In this narrative, the climate is changing not only because of particular polluting practices but because of the underlying logic of capitalism, which values short-term profit and perpetual growth above all else. Our governments would have us believe the same logic can be harnessed to solve the climate crisis – by creating a tradable commodity called "carbon" and by transforming forests and farmland into "sinks" that will supposedly offset runaway emissions.

Activists in Copenhagen will argue that, far from solving the climate crisis, carbon trading represents an unprecedented privatisation of the atmosphere, and that offsets and sinks threaten to become a resource grab of colonial proportions. Not only will these "market-based solutions" fail to solve the climate crisis, but this failure will dramatically deepen poverty and inequality because the poorest and most vulnerable are the primary victims of climate change – as well as the primary guinea pigs for these emissions trading schemes.
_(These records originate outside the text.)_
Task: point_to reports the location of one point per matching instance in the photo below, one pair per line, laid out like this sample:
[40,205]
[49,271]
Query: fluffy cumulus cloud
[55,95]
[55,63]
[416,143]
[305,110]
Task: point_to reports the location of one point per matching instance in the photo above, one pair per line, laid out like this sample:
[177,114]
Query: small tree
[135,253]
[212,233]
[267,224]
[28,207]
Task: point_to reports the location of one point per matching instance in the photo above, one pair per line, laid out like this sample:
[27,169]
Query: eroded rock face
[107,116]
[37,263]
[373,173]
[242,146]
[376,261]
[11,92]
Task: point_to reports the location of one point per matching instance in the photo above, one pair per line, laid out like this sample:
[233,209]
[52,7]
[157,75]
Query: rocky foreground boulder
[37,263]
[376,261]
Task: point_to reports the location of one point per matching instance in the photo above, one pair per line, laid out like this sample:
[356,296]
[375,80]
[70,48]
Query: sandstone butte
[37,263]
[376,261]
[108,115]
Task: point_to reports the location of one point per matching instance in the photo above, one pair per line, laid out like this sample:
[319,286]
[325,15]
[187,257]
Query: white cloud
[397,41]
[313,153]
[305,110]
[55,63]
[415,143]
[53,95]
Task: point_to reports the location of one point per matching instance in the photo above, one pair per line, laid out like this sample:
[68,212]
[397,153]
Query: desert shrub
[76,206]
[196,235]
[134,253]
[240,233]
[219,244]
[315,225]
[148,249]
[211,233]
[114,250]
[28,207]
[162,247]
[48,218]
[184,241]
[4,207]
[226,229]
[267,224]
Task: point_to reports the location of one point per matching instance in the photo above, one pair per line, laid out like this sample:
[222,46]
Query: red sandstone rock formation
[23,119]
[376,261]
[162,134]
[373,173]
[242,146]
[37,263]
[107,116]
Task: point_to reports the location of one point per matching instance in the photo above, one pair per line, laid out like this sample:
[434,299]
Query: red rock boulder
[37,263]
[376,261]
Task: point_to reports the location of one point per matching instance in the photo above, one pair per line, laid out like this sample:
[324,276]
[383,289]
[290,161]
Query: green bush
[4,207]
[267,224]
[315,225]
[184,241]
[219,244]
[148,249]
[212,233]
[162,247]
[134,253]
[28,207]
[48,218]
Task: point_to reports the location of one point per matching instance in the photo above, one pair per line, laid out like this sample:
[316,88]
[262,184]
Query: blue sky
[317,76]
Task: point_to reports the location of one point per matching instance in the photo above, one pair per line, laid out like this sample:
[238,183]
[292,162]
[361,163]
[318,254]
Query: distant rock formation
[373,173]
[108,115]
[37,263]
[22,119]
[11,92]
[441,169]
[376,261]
But activists in Copenhagen won't just say no to all this. They will aggressively advance solutions that simultaneously reduce emissions and narrow inequality. Unlike at previous summits, where alternatives seemed like an afterthought, in Copenhagen the alternatives will take centre stage.
For instance, the direct action coalition Climate Justice Action has called on activists to storm the conference centre on 16 December. Many will do this as part of the "bike bloc", riding together on an as yet to be revealed "irresistible new machine of resistance", made up of hundreds of old bicycles. The goal of the action is not to shut down the summit, Seattle-style, but to open it up, transforming it into "a space to talk about our agenda, an agenda from below, an agenda of climate justice, of real solutions against their false ones … This day will be ours".
Some of the solutions on offer from the activist camp are the same ones the global justice movement has been championing for years: local, sustainable agriculture; smaller, decentralised power projects; respect for indigenous land rights; leaving fossil fuels in the ground; loosening protections on green technology; and paying for these transformations by taxing financial transactions and cancelling foreign debts. Some solutions are new, like the mounting demand that rich countries pay "climate debt" reparations to the poor. These are tall orders, but we have seen during the last year the kind of resources our governments can marshal when it comes to saving the elites. As one pre-Copenhagen slogan puts it: "If the climate were a bank, it would have been saved" – not abandoned to the brutality of the market.

In addition to the coherent narrative and the focus on alternatives, there are plenty of other changes too: a more thoughtful approach to direct action, one that recognises the urgency to do more than just talk but is determined not to play into the tired scripts of cops versus protesters. "Our action is one of civil disobedience," say the organisers of the 16 December action. "We will overcome any physical barriers that stand in our way – but we will not respond with violence if the police [try] to escalate the situation." (That said, there is no way the two-week summit will not include a few running battles between cops and kids in black; this is Europe, after all.)

A decade ago, in a New York Times comment piece published after Seattle was shut down, I wrote that a new movement advocating a radically different form of globalisation "just had its coming-out party". What will be the significance of Copenhagen? I put that question to John Jordan, whose prediction of what eventually happened in Seattle I quoted in my book No Logo. He replied: "If Seattle was the movement of movements' coming-out party then maybe Copenhagen will be a celebration of our coming of age."
He cautions, however, that growing up doesn't mean playing it safe, eschewing civil disobedience in favour of staid meetings. "I hope we have grown up to become much more disobedient," Jordan said, "because life on this world of ours may well be terminated because of too many acts of obedience."